Houve uma religiosa inglesa que era a
sobrinha de Lorde Stanley Bowling,
que fora, entre as duas Guerras Mundiais, Primeiro Ministro conservador da
Inglaterra. Essa senhora ingressou em um convento na Itália – um convento
estritamente contemplativo – e lá esteve durante mais de quinze anos. Depois,
talvez por razões de saúde, foi obrigada a ausentar-se. E voltou à Inglaterra.
Então escreveu suas memórias. E em suas memórias ela conta a surpresa que teve
quando estando fora do mundo durante quinze anos, voltou. E como todas as
coisas tinham mudado. A estrutura social, a maneira de vestir-se, o modo de
falar, as regras de etiqueta e de delicadeza, as idéias, as tendências, a
psicologia, enfim, dos homens tinha mudado. E ela dizia que em quinze anos uma
Inglaterra havia sido substituída por outra Inglaterra.
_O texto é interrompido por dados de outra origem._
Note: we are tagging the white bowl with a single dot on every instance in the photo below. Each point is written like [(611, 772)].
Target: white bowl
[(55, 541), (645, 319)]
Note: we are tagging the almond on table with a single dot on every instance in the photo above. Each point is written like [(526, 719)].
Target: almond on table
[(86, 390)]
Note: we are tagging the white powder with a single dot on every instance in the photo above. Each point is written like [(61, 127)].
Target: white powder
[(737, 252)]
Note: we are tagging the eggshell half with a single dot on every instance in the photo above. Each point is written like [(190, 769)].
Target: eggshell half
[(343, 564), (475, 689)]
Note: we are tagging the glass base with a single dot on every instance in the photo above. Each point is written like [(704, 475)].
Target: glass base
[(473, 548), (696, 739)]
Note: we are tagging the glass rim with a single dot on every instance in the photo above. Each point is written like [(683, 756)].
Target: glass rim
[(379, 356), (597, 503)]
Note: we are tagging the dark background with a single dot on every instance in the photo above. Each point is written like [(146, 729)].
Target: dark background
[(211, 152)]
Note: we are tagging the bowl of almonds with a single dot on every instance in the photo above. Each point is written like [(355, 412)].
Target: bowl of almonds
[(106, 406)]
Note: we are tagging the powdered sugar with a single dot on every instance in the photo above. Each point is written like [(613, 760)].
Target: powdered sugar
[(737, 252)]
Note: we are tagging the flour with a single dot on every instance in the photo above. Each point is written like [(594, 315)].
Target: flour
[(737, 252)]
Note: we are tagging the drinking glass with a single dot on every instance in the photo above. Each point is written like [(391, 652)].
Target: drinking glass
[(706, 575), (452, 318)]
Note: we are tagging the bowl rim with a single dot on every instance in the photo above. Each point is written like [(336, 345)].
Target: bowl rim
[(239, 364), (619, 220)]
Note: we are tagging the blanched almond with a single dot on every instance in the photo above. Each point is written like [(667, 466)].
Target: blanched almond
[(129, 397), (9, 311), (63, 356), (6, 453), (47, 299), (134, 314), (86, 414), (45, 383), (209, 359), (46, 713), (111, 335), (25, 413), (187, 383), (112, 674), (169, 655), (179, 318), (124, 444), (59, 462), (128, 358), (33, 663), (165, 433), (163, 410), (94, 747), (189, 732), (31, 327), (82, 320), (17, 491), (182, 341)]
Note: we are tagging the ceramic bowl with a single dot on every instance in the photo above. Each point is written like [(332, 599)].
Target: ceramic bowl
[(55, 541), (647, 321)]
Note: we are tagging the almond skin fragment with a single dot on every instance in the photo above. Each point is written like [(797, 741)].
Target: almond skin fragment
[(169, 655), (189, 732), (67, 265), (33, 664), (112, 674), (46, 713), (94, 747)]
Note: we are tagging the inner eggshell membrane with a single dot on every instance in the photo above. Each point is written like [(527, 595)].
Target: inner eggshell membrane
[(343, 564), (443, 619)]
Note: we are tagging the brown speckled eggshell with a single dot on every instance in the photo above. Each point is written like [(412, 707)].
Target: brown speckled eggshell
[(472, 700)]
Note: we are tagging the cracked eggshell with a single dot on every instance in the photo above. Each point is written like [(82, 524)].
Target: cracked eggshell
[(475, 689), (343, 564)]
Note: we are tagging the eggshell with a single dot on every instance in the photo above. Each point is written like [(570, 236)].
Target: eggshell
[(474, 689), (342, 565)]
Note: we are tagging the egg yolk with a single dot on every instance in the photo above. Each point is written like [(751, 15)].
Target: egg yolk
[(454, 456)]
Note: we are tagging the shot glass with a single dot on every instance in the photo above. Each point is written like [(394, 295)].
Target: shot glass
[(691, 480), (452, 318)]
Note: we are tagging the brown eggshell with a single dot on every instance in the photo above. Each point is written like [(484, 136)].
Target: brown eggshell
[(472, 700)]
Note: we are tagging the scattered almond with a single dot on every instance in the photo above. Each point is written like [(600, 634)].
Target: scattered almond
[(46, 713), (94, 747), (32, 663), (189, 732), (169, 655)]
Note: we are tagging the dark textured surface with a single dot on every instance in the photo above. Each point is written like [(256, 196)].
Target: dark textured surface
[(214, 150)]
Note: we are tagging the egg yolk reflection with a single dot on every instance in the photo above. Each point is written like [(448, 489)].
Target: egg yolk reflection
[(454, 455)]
Essa substituição ela notou porque
esteve quinze anos fora. Mas se ela estivesse, como tantos outros, dentro da
vida diária, não o teria percebido, ou teria percebido de um modo muito
confuso, de modo muito indeciso. Esta transformação nós a conhecemos também na
Argentina, no Brasil, nos outros países. Mas nós não nos damos conta porque não
estivemos como ela quinze anos fora. Mas se nós refletíssemos sobre todas essas
mudanças, compreenderíamos que algo na psicologia, na morfologia, na fisionomia
da sociedade cristã – se se pode ainda falar de uma
sociedade cristã – algo está se transformando pro-fun-da-men-te.
Qual é essa transformação? Olhemos, por
exemplo, a família. Todas as transformações que se observam sobre a família são
transformações que conduzem à destruição da família. Dia a dia, por exemplo,
morre o sentido da finalidade da família. A finalidade da família é a
perpetuação da espécie. A finalidade da família é a educação dos filhos. A
finalidade da família é a felicidade dos cônjuges. Mas dia a dia, a noção do
dever da perpetuação da espécie morre. E se constituiu, inclusive, uma espécie
de pânico da explosão demográfica do mundo, que faz quase considerar a função
procriadora da família como uma catástrofe, e como algo que se deve freiar de todas as maneiras.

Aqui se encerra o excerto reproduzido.